Her new world is a rude awakening after living a life of luxury in New York City, complete with a gorgeous pad on the East Side and all the jewelry she could ever want. It reminds me of another film that screened at the State Theatre – the real-life documentary “The Queen of Versailles.”
Adding insult to injury is Ginger’s Stanley Kowalski-like boyfriend Chili (Bobby Cannavale) and ex-husband Augie (Andrew Dice Clay), a construction worker who holds a grudge against Jasmine because her husband Hal swindled him out of his life’s savings of $200,000.
Attending the screening tonight was Michael Stuhlbarg, who plays a San Francisco dentist who employs Jasmine as his receptionist, and whose attempts at romancing her go badly.
A few highlights from the Q&A (in which Michael Moore revealed that the role of Jerry Lundegaard in “Fargo” came down to him and William H. Macy!):
On getting the “Blue Jasmine” job: Stuhlbarg knew nothing about any of the other characters or stories (apropos for Allen films). Woody Allen messenger’d a script to Stuhlbarg, who read it, then gave the script back to the messenger.
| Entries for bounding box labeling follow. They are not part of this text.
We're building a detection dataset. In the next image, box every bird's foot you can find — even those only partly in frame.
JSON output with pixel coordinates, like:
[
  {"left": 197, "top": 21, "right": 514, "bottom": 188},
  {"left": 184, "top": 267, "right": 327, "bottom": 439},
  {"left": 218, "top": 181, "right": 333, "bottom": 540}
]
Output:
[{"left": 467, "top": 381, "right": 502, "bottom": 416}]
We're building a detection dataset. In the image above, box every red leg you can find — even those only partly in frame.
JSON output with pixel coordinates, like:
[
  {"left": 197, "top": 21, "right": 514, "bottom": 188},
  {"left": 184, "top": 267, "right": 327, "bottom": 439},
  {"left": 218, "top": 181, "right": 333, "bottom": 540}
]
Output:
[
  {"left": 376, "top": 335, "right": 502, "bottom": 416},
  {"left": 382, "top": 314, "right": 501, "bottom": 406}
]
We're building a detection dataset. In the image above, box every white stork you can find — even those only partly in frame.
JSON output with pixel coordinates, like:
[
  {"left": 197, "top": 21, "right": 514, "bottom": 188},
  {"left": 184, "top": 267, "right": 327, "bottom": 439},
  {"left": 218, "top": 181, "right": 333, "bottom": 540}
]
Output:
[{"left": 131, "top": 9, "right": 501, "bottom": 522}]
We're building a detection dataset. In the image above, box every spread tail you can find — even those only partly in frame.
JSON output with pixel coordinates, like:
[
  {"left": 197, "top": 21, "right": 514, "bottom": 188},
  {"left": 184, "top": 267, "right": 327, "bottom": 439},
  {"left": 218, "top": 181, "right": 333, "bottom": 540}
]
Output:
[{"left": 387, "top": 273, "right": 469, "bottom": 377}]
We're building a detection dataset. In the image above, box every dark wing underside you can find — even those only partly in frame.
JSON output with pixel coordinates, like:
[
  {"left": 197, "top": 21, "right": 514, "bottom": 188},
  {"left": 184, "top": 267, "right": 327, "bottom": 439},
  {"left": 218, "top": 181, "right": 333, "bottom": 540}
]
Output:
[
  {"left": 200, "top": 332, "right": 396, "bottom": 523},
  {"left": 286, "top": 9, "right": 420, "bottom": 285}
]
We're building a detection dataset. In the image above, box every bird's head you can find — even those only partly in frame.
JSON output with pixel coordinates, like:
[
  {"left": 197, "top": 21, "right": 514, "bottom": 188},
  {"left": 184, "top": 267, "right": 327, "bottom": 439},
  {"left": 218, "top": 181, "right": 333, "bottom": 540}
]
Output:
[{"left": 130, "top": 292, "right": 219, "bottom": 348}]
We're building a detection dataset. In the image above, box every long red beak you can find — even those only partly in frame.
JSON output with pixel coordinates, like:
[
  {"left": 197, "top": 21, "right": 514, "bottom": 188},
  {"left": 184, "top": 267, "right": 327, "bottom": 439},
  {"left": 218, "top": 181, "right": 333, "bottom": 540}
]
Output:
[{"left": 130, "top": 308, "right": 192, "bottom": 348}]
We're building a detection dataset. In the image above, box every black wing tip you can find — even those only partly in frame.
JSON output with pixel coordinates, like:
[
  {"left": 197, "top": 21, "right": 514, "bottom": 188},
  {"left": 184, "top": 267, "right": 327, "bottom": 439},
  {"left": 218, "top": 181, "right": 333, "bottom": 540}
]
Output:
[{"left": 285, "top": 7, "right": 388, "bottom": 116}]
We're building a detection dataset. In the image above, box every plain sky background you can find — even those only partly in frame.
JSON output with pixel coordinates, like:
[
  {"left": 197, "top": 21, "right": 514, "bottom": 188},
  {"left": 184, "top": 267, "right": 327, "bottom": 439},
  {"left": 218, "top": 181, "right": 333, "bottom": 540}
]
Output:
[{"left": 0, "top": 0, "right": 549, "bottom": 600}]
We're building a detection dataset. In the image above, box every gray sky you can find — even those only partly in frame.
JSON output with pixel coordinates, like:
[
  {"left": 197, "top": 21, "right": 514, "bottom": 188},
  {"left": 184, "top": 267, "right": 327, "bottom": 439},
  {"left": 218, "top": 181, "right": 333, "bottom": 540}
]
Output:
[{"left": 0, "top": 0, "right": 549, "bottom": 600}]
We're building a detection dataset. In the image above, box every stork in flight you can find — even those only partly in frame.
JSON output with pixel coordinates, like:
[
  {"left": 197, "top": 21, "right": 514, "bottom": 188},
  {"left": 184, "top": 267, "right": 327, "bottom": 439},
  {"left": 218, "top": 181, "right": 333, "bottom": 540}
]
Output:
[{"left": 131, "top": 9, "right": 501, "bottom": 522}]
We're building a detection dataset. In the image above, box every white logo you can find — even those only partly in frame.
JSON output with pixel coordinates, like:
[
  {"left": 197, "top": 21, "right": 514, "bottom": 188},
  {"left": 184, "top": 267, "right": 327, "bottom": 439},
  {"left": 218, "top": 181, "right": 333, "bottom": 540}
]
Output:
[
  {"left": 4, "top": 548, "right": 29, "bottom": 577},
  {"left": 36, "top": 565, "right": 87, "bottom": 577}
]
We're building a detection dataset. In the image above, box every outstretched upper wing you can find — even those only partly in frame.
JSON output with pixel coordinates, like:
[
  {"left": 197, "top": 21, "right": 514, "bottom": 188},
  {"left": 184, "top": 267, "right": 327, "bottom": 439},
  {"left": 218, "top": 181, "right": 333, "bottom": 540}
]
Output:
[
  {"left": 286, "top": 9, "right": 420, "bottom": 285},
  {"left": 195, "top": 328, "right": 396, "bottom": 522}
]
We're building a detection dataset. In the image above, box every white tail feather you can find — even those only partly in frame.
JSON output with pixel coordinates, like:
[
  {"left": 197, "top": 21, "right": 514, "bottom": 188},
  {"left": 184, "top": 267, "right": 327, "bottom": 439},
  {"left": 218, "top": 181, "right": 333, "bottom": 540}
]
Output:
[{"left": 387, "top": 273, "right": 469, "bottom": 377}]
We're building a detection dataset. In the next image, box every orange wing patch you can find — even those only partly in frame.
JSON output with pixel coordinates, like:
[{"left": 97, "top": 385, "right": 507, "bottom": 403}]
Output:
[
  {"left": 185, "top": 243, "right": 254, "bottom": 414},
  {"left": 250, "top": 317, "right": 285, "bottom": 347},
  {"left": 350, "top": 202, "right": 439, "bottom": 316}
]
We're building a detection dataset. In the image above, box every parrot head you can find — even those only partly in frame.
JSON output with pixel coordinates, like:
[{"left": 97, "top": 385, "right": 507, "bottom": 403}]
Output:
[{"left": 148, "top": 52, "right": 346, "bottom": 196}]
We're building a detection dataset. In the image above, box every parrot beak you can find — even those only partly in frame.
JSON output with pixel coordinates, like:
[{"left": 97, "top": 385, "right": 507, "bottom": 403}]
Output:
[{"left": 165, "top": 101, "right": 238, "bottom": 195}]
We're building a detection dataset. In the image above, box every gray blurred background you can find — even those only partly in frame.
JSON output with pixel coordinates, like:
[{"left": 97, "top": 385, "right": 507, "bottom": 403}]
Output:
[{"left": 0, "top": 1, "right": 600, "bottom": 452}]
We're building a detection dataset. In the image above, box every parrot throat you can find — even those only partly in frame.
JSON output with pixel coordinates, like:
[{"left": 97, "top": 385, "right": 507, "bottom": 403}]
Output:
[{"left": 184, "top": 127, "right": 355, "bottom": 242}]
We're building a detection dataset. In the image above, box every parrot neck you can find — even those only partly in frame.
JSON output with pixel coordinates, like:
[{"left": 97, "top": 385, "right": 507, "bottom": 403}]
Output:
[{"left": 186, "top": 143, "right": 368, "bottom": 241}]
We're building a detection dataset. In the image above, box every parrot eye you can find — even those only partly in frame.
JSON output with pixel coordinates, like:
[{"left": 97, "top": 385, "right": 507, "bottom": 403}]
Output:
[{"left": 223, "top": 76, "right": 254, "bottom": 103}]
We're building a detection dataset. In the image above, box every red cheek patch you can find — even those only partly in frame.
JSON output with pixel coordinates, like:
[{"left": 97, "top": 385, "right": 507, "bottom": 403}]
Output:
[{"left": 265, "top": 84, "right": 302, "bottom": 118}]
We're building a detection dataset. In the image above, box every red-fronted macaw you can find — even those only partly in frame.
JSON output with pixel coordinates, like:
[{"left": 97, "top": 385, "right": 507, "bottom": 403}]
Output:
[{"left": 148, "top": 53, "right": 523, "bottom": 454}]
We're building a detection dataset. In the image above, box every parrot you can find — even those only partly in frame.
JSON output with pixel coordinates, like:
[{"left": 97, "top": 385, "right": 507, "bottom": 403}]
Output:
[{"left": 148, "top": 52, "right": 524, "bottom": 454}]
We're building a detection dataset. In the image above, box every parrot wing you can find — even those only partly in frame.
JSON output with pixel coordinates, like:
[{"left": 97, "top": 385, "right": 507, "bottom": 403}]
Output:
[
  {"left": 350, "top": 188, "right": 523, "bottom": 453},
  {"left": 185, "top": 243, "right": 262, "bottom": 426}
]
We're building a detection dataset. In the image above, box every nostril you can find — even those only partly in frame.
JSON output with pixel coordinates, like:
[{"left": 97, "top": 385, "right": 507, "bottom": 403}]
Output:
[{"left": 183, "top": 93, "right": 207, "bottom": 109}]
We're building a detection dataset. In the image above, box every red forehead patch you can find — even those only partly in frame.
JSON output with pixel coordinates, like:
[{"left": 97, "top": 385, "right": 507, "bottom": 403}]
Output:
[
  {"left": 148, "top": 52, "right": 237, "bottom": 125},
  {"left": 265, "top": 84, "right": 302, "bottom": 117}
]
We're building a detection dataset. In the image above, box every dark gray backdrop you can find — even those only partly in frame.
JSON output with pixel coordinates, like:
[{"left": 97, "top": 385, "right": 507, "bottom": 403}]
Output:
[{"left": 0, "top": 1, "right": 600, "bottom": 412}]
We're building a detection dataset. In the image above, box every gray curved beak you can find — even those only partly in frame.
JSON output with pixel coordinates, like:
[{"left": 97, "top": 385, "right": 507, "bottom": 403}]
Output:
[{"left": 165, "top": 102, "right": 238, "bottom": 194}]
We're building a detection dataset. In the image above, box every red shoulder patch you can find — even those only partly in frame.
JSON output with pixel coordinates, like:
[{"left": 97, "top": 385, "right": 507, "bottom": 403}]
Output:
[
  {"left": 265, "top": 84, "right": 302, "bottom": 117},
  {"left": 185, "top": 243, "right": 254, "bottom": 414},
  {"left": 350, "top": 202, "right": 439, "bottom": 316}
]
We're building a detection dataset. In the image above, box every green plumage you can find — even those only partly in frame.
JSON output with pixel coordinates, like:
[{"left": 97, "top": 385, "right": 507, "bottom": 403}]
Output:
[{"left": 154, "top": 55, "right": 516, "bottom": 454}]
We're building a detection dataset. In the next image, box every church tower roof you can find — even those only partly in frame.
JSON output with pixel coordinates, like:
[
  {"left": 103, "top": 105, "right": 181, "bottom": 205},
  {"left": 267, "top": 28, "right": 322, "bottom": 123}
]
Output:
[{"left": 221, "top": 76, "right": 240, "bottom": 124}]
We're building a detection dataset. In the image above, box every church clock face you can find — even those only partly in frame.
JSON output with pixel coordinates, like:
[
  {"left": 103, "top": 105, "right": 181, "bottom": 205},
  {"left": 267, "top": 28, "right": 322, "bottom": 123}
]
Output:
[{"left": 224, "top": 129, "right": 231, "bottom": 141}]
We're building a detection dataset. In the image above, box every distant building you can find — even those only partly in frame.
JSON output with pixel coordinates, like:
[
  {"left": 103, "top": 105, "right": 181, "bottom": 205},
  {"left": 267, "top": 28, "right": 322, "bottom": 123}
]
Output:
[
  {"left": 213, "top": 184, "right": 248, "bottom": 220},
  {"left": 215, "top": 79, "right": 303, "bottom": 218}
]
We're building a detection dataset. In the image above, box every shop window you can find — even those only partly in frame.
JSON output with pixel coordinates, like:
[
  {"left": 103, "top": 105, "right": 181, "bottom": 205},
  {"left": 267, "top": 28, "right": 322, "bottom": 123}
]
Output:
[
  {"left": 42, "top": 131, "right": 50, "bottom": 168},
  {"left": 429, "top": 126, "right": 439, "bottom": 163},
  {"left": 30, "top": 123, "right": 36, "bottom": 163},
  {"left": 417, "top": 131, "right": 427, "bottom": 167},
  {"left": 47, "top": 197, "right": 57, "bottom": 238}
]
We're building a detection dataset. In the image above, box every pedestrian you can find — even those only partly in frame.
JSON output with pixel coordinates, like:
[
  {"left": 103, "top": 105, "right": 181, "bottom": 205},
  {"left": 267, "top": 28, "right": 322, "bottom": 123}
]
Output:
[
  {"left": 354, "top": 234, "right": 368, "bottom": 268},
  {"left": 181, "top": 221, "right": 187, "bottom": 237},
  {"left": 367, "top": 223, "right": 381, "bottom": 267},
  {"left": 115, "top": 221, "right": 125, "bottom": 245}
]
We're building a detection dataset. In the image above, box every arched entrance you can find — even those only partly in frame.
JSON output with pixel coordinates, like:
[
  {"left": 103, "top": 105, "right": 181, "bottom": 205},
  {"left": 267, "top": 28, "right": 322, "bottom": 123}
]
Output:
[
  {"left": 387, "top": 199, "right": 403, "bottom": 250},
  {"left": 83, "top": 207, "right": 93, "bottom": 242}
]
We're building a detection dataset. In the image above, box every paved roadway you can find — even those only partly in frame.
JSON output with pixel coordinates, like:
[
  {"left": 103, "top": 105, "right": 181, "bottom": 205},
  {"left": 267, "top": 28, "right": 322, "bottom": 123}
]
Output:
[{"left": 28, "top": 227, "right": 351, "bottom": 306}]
On working with Woody Allen: “He has a very strong idea of what he wants. I just tried to show up and do my job and not get fired.”
On his first foray into acting: In an act of serendipity, Stuhlbarg first acted when he was a senior in high school, in Woody Allen’s “Don’t Drink the Water.”
On being in Traverse City. “Everyone’s been so lovely and genuine … my grandfather was in love with Traverse City and wanted to retire here.”
On working with Steven Spielberg in “Lincoln” (Stuhlbarg played George Yeaman): “It was a remarkable time, and I felt honored to be a part of it.”
On working with great directors: “Mr. Scorsese (Stuhlbarg plays Arnold Rothstein on the HBO show “Boardwalk Empire”) loves to participate. Mr. Spielberg lets you do your thing. Mr. Allen knows what he wants and asks you to find your way within that. All of these directors are in love with the process … with a capital L.”
On working with the Coen Brothers in “A Serious Man”: “I would have been glad to do anything with them. Joel and Ethan are wonderful guys. They’re very zen about life, in general. And they’re very generous and let you do your thing.”
After the movie, folks crowded out into Front Street for the after-party, which featured dozens of food and beverage vendors, musicians and revelers.